Pero, por lo visto, no había hecho un buen trabajo. Bastaron tres días para que todo volviese.

—Tengo derecho a ser feliz, padre. Recuperé lo que estaba perdido, y no quiero perderlo de nuevo. Voy a luchar por mi felicidad.

»Si renunciara a esta lucha, también renunciaría a mi vida espiritual. Como dice usted, sería apartar a Dios, mi poder y mi fuerza de mujer. Voy a luchar por él, padre.

Yo sabía qué era lo que hacía allí aquel hombre bajo y gordo. Había venido a convencerme de que lo dejase, porque él tenía una misión más importante que cumplir.

No, no iba a creer aquella historia de que al padre que caminaba a mi lado le gustaría que nos casásemos para vivir en una casa igual a aquella de Saint-Savin. El padre decía eso para engañarme, para que bajase las defensas y entonces —con una sonrisa— convencerme de lo contrario.

El sacerdote leyó mis pensamientos sin decir nada. Quizá me estuviese engañando y no podía adivinar lo que pensaban los demás.
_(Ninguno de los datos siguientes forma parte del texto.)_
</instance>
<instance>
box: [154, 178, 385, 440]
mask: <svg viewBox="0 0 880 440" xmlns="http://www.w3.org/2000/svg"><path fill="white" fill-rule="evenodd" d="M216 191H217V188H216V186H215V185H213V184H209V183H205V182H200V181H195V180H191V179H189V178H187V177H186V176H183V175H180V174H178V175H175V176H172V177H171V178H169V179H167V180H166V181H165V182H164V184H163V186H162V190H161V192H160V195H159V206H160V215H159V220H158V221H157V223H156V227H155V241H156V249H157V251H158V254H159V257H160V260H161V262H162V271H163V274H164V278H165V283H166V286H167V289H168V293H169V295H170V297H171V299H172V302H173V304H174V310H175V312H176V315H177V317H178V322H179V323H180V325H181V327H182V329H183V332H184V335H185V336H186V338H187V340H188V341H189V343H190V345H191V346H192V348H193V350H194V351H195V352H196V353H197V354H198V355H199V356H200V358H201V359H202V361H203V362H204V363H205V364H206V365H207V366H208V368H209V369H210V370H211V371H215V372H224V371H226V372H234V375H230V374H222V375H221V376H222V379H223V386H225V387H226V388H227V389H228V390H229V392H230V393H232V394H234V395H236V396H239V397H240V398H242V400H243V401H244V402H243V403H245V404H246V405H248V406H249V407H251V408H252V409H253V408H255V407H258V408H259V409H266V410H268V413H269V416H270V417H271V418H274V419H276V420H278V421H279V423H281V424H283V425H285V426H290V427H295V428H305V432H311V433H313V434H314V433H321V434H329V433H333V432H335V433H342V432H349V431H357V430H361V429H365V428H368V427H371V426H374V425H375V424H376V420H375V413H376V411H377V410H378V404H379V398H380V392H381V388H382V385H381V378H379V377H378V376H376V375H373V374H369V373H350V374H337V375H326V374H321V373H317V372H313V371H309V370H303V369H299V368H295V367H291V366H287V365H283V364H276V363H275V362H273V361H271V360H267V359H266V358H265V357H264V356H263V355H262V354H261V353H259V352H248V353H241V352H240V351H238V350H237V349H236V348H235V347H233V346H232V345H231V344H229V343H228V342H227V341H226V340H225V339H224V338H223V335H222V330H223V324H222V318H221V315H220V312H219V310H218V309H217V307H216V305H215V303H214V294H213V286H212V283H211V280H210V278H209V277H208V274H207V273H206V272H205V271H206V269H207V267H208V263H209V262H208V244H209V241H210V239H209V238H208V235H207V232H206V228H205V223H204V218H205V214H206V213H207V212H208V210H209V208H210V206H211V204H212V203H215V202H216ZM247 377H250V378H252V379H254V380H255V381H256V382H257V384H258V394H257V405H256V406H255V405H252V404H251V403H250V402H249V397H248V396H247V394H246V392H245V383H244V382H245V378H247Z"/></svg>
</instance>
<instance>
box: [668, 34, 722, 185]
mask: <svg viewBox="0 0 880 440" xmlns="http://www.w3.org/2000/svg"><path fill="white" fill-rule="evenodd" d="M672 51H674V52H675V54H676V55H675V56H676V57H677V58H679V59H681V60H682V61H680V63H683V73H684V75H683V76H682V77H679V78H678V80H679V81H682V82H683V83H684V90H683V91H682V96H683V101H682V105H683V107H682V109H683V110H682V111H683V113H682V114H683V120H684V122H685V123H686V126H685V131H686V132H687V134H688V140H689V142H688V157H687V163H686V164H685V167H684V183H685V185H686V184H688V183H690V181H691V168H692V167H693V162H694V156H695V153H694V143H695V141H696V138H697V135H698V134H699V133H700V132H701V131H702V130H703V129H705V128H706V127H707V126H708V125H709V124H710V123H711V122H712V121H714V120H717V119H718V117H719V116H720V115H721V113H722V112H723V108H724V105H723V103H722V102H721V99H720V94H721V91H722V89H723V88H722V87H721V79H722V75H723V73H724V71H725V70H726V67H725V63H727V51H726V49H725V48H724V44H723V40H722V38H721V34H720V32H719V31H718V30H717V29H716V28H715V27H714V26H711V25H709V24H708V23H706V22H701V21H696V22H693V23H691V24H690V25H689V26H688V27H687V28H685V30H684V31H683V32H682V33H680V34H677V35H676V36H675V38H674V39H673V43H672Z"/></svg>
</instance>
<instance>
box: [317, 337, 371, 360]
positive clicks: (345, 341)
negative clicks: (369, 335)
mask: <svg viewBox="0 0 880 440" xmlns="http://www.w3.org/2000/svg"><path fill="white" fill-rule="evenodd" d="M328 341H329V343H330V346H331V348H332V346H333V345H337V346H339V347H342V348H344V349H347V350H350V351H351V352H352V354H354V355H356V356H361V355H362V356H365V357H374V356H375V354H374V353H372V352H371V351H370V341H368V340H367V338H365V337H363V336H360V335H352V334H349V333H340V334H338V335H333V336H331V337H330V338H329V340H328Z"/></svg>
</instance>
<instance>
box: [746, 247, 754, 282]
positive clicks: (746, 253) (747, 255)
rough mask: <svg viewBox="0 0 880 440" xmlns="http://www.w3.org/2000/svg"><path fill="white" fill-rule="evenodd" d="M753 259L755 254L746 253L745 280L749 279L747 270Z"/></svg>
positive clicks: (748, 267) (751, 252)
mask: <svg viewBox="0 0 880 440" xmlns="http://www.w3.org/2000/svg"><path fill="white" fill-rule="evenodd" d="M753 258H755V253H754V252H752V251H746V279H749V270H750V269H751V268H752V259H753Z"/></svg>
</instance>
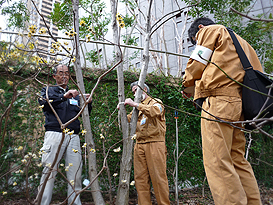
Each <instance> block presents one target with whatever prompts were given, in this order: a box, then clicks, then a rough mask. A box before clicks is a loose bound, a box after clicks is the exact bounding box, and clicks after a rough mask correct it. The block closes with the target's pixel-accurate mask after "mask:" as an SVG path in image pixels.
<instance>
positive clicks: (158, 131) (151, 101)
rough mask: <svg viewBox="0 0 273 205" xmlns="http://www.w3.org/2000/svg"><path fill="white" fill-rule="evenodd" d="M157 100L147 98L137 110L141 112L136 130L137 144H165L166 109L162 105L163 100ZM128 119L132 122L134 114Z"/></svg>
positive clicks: (137, 124) (131, 115) (165, 127)
mask: <svg viewBox="0 0 273 205" xmlns="http://www.w3.org/2000/svg"><path fill="white" fill-rule="evenodd" d="M156 100H157V101H158V102H157V101H156ZM156 100H154V99H152V98H151V97H147V98H146V99H145V100H144V101H143V102H141V103H140V104H139V106H138V108H137V109H138V110H139V113H138V120H137V128H136V135H137V137H136V142H137V143H146V142H162V141H163V142H165V133H166V119H165V109H164V106H163V105H162V104H160V103H162V102H161V100H159V99H156ZM127 117H128V120H129V122H130V121H131V117H132V112H131V113H130V114H129V115H128V116H127Z"/></svg>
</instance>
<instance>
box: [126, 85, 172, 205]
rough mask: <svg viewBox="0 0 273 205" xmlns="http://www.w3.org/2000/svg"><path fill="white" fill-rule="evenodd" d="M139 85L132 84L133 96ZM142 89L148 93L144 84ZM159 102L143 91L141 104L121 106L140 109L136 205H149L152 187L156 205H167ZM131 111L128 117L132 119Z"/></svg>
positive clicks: (135, 175) (135, 154)
mask: <svg viewBox="0 0 273 205" xmlns="http://www.w3.org/2000/svg"><path fill="white" fill-rule="evenodd" d="M137 84H138V82H134V83H132V84H131V89H132V92H133V93H134V94H135V93H136V90H137V87H138V86H137ZM144 86H145V88H144V90H145V91H146V92H148V93H149V90H150V89H149V87H148V86H147V85H146V84H144ZM159 102H160V103H161V101H160V100H159V99H157V100H154V99H152V98H151V97H149V96H148V95H147V94H146V93H145V92H143V94H142V102H141V103H139V104H138V103H135V102H134V101H133V100H132V99H131V98H127V99H126V100H125V102H124V105H130V106H131V107H136V108H137V109H138V110H139V114H138V121H137V128H136V144H135V147H134V177H135V186H136V189H137V193H138V205H152V203H151V184H150V179H151V181H152V184H153V188H154V193H155V197H156V200H157V203H158V204H159V205H169V204H170V200H169V186H168V179H167V174H166V158H167V149H166V145H165V133H166V120H165V109H164V106H163V105H162V104H160V103H159ZM131 116H132V112H131V113H130V114H129V115H128V120H129V121H130V120H131Z"/></svg>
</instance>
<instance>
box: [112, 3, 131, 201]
mask: <svg viewBox="0 0 273 205" xmlns="http://www.w3.org/2000/svg"><path fill="white" fill-rule="evenodd" d="M111 13H112V29H113V39H114V43H115V44H116V46H115V53H116V61H120V59H121V58H122V53H121V50H120V48H119V46H117V45H119V33H118V29H119V27H118V25H117V21H116V13H117V1H116V0H111ZM117 76H118V99H119V102H124V101H125V94H124V76H123V64H122V63H121V64H120V65H119V66H118V67H117ZM119 107H120V109H119V114H120V119H121V129H122V136H123V140H124V141H123V150H122V159H121V163H120V175H119V176H120V177H119V186H118V192H117V199H116V204H118V205H127V204H128V202H129V184H130V174H131V168H132V148H133V140H131V138H129V135H128V133H129V132H128V120H127V114H126V110H125V107H124V105H123V104H120V106H119ZM123 180H124V181H125V182H124V181H123Z"/></svg>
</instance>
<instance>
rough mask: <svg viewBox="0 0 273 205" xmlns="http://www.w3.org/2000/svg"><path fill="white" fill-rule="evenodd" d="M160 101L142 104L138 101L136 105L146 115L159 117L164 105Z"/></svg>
mask: <svg viewBox="0 0 273 205" xmlns="http://www.w3.org/2000/svg"><path fill="white" fill-rule="evenodd" d="M158 101H159V100H158ZM161 103H162V102H161V101H159V102H156V103H154V104H152V105H144V104H141V103H140V104H139V106H138V110H139V111H141V112H143V113H144V114H145V115H146V116H148V117H150V118H154V117H161V116H162V115H163V114H164V106H163V105H162V104H161Z"/></svg>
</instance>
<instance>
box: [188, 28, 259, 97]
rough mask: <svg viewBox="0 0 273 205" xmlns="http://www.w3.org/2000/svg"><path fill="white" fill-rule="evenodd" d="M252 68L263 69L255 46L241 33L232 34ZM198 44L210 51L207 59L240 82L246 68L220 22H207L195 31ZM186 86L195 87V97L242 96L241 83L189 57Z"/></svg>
mask: <svg viewBox="0 0 273 205" xmlns="http://www.w3.org/2000/svg"><path fill="white" fill-rule="evenodd" d="M235 35H236V37H237V38H238V41H239V42H240V44H241V46H242V48H243V50H244V51H245V53H246V55H247V57H248V59H249V61H250V63H251V65H252V66H253V68H254V69H256V70H259V71H261V72H263V69H262V66H261V63H260V61H259V59H258V57H257V55H256V53H255V51H254V49H253V48H252V47H251V46H250V45H249V44H248V43H247V42H246V41H245V40H244V39H242V38H241V37H240V36H238V35H237V34H235ZM196 40H197V45H200V46H204V47H206V48H208V49H210V50H212V51H213V52H212V55H211V58H210V61H211V62H214V63H215V64H216V65H218V66H219V67H220V68H222V69H223V70H224V71H225V72H226V73H227V74H228V75H229V76H230V77H231V78H233V79H235V80H236V81H239V82H241V83H242V82H243V77H244V75H245V71H244V70H243V66H242V64H241V62H240V59H239V56H238V54H237V52H236V49H235V46H234V44H233V41H232V39H231V37H230V34H229V33H228V31H227V29H226V28H225V27H224V26H222V25H210V26H205V27H203V28H201V29H200V30H199V31H198V33H197V34H196ZM183 84H184V86H186V87H190V86H195V93H194V99H198V98H204V97H208V96H219V95H220V96H231V97H241V90H242V88H241V86H240V85H239V84H238V83H236V82H234V81H232V80H230V79H229V78H227V77H226V75H225V74H224V73H223V72H222V71H221V70H220V69H219V68H217V67H216V66H215V65H213V64H212V63H208V64H207V65H205V64H203V63H201V62H199V61H197V60H193V59H192V58H190V59H189V61H188V63H187V67H186V70H185V75H184V76H183Z"/></svg>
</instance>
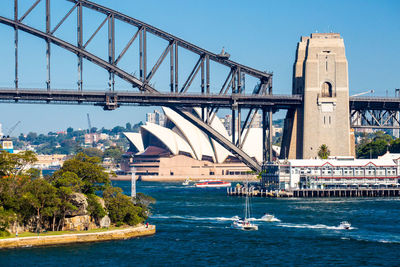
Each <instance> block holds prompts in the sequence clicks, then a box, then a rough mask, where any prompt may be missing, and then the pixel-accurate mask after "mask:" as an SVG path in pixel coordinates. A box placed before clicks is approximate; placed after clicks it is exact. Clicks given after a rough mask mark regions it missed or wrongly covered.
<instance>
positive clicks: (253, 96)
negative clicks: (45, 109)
mask: <svg viewBox="0 0 400 267" xmlns="http://www.w3.org/2000/svg"><path fill="white" fill-rule="evenodd" d="M0 101H2V102H13V103H14V102H19V103H54V104H89V105H98V106H104V107H105V108H106V109H113V107H115V108H117V107H118V106H121V105H150V106H184V107H201V106H208V107H220V108H224V107H226V108H231V107H232V106H235V105H239V106H240V107H241V108H257V107H258V108H262V107H272V108H273V109H276V110H277V109H289V108H291V107H295V106H298V105H301V103H302V97H301V96H300V95H245V94H229V95H222V94H189V93H185V94H179V93H146V92H138V93H137V92H128V91H126V92H124V91H114V92H113V91H89V90H87V91H77V90H51V91H47V90H46V89H18V90H15V89H0Z"/></svg>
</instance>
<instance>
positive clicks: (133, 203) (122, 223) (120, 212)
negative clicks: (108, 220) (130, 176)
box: [103, 186, 146, 226]
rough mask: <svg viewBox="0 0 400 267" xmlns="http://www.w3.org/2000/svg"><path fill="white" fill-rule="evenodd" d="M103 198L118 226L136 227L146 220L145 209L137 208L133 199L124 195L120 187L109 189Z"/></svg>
mask: <svg viewBox="0 0 400 267" xmlns="http://www.w3.org/2000/svg"><path fill="white" fill-rule="evenodd" d="M103 198H104V201H105V204H106V207H107V209H108V212H109V216H110V219H111V221H112V222H113V223H115V224H116V225H117V226H119V225H123V224H128V225H136V224H139V223H142V222H144V221H145V220H146V215H145V214H146V212H145V210H144V208H143V207H140V206H135V204H134V203H133V202H132V200H131V198H130V197H128V196H126V195H124V194H123V193H122V189H121V188H119V187H111V186H109V187H107V188H106V190H104V192H103Z"/></svg>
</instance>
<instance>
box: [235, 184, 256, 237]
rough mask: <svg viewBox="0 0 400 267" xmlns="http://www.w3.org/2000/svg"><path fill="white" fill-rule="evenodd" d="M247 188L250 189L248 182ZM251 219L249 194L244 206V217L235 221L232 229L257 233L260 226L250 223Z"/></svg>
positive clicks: (245, 201) (246, 195) (250, 222)
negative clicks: (250, 220)
mask: <svg viewBox="0 0 400 267" xmlns="http://www.w3.org/2000/svg"><path fill="white" fill-rule="evenodd" d="M247 188H249V184H248V182H247ZM250 218H251V217H250V201H249V194H248V192H247V194H246V200H245V205H244V217H243V218H240V219H237V220H235V221H234V222H233V223H232V228H235V229H240V230H245V231H257V230H258V225H256V224H253V223H252V222H251V221H250Z"/></svg>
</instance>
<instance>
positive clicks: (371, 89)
mask: <svg viewBox="0 0 400 267" xmlns="http://www.w3.org/2000/svg"><path fill="white" fill-rule="evenodd" d="M374 92H375V91H374V89H371V90H368V91H365V92H362V93H358V94H355V95H352V96H360V95H365V94H369V93H371V94H373V93H374Z"/></svg>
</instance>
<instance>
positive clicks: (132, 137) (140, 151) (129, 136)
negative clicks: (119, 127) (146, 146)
mask: <svg viewBox="0 0 400 267" xmlns="http://www.w3.org/2000/svg"><path fill="white" fill-rule="evenodd" d="M123 134H124V135H125V136H126V138H128V140H129V142H131V143H132V144H133V145H134V146H135V147H136V149H137V150H138V151H139V152H142V151H144V146H143V139H142V135H141V134H140V133H128V132H126V133H123Z"/></svg>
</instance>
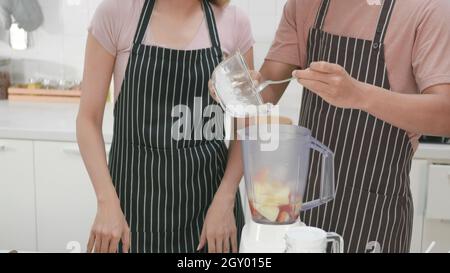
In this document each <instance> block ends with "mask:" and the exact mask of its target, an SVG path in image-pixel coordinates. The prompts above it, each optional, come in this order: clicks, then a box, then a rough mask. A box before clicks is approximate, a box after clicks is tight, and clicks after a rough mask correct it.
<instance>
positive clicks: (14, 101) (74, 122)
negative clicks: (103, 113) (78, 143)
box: [0, 101, 113, 144]
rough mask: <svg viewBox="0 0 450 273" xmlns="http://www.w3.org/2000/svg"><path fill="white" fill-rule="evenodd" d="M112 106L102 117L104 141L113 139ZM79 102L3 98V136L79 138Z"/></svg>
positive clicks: (62, 138) (59, 140) (35, 137)
mask: <svg viewBox="0 0 450 273" xmlns="http://www.w3.org/2000/svg"><path fill="white" fill-rule="evenodd" d="M112 110H113V106H112V105H111V104H107V106H106V109H105V116H104V121H103V135H104V139H105V143H107V144H109V143H111V141H112V132H113V129H112V128H113V114H112V113H113V111H112ZM77 113H78V104H76V103H37V102H15V101H14V102H12V101H0V139H1V138H3V139H22V140H43V141H67V142H75V141H76V116H77Z"/></svg>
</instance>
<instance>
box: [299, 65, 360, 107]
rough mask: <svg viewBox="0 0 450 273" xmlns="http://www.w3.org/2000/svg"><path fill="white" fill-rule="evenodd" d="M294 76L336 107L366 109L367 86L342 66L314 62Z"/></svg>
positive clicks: (319, 95)
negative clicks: (366, 96)
mask: <svg viewBox="0 0 450 273" xmlns="http://www.w3.org/2000/svg"><path fill="white" fill-rule="evenodd" d="M292 75H293V76H294V77H296V78H297V79H298V82H299V83H300V84H301V85H303V86H304V87H305V88H308V89H309V90H311V91H312V92H314V93H315V94H317V95H318V96H320V97H321V98H323V99H324V100H325V101H326V102H328V103H330V104H332V105H334V106H337V107H342V108H356V109H363V108H364V102H365V87H366V85H365V84H364V83H362V82H359V81H357V80H355V79H353V78H352V77H351V76H350V75H349V74H348V73H347V71H345V69H344V68H343V67H342V66H340V65H337V64H331V63H327V62H314V63H311V65H310V67H309V68H308V69H306V70H296V71H294V72H293V73H292Z"/></svg>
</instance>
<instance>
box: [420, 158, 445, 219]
mask: <svg viewBox="0 0 450 273" xmlns="http://www.w3.org/2000/svg"><path fill="white" fill-rule="evenodd" d="M428 196H429V198H428V200H427V210H426V216H427V218H429V219H440V220H450V165H431V166H430V171H429V176H428Z"/></svg>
La neblina se disipaba rápidamente, y ahora veía el camino, la ladera de la montaña, el campo y los árboles cubiertos de nieve. También mis emociones se iban aclarando.

Si fuera verdad, y el padre pudiera leer mis pensamientos, que leyese y lo supiese todo. Que supiese que el día anterior él había querido hacer el amor conmigo, y yo me había negado, y estaba arrepentida.

El día anterior pensaba que si él tuviese que partir, yo siempre podría recordar al viejo amigo de la infancia. Pero eso era una tontería. Aunque no me había penetrado su sexo, me había penetrado algo más profundo, algo que me había llegado al corazón.

—Padre, le amo —repetí.

—Yo también. El amor siempre hace tonterías. En mi caso, me obliga a intentar apartarlo de su destino.

—No será fácil apartarme, padre. Ayer, durante las oraciones frente a la gruta, descubrí que también puedo despertar esos dones de los que usted habla. Y voy a usarlos para mantenerlo a mi lado.

—Ojalá —dijo el padre, con una leve sonrisa en el rostro—. Ojalá lo consiga.

El padre se detuvo, y sacó un rosario del bolso. Después, sosteniéndolo, me miró a los ojos.

—Jesús dice que no se debe jurar, y yo no estoy jurando. Pero le digo, ante la presencia de lo que me es más sagrado, que no desearía que él siguiese la vida religiosa convencional. No me gustaría que fuese ordenado sacerdote.

»Puede servir a Dios de otras maneras. A su lado.

Me costaba creer que estuviese diciendo la verdad. Pero así era.

—Está allí —dijo el padre.

Yo di media vuelta. Vi un coche detenido un poco más adelante. El mismo coche en el que habíamos viajado desde España.

—Siempre viene a pie —respondió, sonriendo—. Esta vez nos quiso hacer creer que venía de lejos.